At the same time, the total mass of the cluster is much, much larger, since the black hole’s mass is substantially greater than the mass of the stars. Therefore,
$$v^2\approx\frac{GNm_m+M_{BH}}{R_t}$$
Having fewer stars and adding a black hole will lead to a much shorter relaxation time. Even if we extend the tidal radius (as would be expected), the black hole still won’t help stars at the outside of the cluster. I recall one paper noting that in the case of a black hole with a mass somewhat less than that of the cluster, most of the stars in the outer regions of the cluster will behave just as if the cluster was perfectly described by a King model, with no central black hole.

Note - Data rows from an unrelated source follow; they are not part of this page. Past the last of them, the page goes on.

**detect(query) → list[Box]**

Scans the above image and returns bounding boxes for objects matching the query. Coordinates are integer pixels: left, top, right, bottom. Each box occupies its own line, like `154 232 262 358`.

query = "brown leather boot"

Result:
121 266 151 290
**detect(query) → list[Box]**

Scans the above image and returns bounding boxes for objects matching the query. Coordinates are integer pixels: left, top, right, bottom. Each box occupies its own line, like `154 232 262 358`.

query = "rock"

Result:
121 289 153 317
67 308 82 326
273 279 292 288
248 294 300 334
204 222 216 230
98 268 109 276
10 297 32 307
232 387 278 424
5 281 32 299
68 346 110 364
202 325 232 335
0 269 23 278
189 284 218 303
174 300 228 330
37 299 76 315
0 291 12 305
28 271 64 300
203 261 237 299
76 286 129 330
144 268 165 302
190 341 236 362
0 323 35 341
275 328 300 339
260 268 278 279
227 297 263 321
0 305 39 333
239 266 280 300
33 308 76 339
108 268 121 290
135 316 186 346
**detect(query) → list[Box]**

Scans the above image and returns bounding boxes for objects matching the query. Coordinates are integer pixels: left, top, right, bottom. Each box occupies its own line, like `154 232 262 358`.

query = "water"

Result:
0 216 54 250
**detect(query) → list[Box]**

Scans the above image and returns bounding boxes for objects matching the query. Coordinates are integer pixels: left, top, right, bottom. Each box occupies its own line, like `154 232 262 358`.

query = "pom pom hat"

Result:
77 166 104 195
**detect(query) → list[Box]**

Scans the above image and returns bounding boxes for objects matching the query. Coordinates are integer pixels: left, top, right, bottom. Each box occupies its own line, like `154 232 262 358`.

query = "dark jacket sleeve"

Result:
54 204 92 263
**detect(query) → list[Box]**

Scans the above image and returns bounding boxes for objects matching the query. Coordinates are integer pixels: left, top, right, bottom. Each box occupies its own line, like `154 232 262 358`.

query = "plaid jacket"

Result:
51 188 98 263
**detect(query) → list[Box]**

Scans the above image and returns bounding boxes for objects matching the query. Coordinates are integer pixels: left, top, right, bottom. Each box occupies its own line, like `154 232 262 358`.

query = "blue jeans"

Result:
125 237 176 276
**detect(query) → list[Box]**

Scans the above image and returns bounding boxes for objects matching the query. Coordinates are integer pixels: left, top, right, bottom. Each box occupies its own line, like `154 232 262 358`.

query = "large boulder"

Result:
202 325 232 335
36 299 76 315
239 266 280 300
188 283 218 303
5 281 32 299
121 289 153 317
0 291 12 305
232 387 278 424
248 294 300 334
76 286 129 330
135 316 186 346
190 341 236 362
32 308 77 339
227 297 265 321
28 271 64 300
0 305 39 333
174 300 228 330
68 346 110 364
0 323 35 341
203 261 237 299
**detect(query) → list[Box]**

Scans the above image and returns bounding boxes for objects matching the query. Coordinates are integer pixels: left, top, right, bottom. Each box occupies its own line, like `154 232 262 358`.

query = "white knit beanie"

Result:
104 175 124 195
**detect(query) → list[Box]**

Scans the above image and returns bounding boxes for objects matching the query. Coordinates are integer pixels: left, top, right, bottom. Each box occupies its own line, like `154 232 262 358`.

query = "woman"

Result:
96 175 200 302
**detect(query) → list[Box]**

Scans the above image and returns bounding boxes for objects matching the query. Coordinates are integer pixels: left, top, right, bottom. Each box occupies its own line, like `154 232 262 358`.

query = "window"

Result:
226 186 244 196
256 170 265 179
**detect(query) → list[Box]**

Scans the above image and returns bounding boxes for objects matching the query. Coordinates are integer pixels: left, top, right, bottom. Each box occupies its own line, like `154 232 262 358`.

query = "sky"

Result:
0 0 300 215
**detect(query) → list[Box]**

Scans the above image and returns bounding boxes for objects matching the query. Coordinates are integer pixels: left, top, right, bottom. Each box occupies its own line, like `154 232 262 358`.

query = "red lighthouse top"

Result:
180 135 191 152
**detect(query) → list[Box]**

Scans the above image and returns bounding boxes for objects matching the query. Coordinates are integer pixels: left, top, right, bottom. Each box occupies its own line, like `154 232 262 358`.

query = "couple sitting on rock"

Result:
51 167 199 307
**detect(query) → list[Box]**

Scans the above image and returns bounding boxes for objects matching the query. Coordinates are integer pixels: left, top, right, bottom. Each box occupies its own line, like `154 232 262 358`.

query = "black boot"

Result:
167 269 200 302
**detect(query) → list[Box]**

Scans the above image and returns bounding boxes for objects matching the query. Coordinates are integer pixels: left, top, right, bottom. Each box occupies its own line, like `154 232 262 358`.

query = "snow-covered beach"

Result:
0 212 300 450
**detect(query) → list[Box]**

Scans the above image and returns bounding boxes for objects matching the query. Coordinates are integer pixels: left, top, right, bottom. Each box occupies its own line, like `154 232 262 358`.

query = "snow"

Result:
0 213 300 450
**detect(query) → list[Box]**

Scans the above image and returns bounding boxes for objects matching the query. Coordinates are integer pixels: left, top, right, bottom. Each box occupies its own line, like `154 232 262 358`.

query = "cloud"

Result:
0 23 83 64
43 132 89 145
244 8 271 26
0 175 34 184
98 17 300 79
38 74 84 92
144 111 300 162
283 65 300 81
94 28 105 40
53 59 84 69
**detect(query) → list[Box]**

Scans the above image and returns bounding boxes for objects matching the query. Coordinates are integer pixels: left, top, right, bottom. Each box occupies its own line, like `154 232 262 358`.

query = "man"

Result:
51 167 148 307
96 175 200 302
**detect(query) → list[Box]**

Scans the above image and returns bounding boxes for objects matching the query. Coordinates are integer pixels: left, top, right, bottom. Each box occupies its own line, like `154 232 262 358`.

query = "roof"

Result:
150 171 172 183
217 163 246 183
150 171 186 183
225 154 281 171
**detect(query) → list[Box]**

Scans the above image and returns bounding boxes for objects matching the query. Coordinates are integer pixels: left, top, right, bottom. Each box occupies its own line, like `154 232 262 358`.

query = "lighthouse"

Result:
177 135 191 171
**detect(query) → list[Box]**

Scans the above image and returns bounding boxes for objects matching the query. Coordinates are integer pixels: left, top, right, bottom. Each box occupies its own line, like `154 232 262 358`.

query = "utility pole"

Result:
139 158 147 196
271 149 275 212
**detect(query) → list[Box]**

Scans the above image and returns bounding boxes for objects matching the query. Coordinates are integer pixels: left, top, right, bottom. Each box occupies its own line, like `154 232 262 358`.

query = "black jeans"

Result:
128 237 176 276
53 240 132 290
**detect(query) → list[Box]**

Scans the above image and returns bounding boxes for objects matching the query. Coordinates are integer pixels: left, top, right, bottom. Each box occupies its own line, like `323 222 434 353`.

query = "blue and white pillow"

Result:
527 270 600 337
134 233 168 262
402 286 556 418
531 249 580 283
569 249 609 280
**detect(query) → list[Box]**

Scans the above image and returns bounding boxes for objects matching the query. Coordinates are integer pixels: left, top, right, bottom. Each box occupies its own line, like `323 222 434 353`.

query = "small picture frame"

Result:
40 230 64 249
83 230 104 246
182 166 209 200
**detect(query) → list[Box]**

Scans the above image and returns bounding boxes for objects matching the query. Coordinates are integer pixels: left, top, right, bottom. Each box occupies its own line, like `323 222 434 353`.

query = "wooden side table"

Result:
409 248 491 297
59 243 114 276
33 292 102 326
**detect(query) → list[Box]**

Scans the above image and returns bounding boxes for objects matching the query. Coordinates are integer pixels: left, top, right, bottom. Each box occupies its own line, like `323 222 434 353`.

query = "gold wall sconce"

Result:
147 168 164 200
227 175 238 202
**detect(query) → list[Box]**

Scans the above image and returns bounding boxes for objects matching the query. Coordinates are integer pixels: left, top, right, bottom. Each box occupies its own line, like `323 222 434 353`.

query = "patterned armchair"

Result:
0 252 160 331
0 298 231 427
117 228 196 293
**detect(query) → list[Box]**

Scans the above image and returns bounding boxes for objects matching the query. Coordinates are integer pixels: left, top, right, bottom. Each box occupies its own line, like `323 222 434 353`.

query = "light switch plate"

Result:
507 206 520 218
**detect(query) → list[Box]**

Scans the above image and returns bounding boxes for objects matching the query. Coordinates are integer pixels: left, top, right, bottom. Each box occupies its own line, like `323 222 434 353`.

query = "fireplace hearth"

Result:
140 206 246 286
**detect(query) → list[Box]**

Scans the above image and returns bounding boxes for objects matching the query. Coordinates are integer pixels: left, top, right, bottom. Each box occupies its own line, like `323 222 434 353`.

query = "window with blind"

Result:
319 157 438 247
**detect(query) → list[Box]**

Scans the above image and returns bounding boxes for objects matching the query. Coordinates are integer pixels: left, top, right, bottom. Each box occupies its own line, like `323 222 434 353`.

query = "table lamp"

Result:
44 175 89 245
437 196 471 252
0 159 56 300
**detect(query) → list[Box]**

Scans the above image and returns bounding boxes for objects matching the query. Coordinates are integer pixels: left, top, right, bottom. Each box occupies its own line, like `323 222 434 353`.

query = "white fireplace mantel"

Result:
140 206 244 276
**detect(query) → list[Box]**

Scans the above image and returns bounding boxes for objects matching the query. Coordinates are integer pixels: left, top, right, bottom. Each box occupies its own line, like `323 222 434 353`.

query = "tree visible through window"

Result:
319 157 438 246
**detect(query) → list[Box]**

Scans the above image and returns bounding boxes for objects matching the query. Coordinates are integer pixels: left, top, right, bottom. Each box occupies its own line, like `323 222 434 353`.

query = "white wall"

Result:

At the center of the cluster, there will indeed be some significant effects - and since the number density is much greater there, a large fraction of the stars should be impacted. I’m reluctant to draw analogies between stellar clusters and galaxies, but stars near the center should be influenced just like stars near the supermassive black hole at the center of the Milky Way, Sagittarius A*, orbit the black hole. The analogy is actually fairly good: Most stars in a galaxy don’t orbit the central supermassive black hole; they orbit the total mass of the galaxy. It’s a self-gravitating system, not a set of bodies orbiting one massive one. At the very center, however, stars are clearly orbiting Sagittarius A*. The same holds true for our open cluster.
So, to summarize:
- Stars in the outer regions of the open cluster will likely leave the cluster at the same time or earlier than if there was no intermediate mass black hole at the center.
- Stars within the sphere of influence of the black hole, especially within the Bahcall-Wolf cusp, will be influenced strongly by the black hole and may directly orbit it.
- The cluster will largely “evaporate” on the same timescale (though likely a shorter one) than if it had no central black hole. However, I think the central group of stars will remain bound to the black hole. Eventually, this will be all that remains of the open cluster, if the orbits are stable.
- Whether or not life can survive on planets orbiting these stars is another question entirely, and I’ll deal with that in a future edit of this answer, if you want.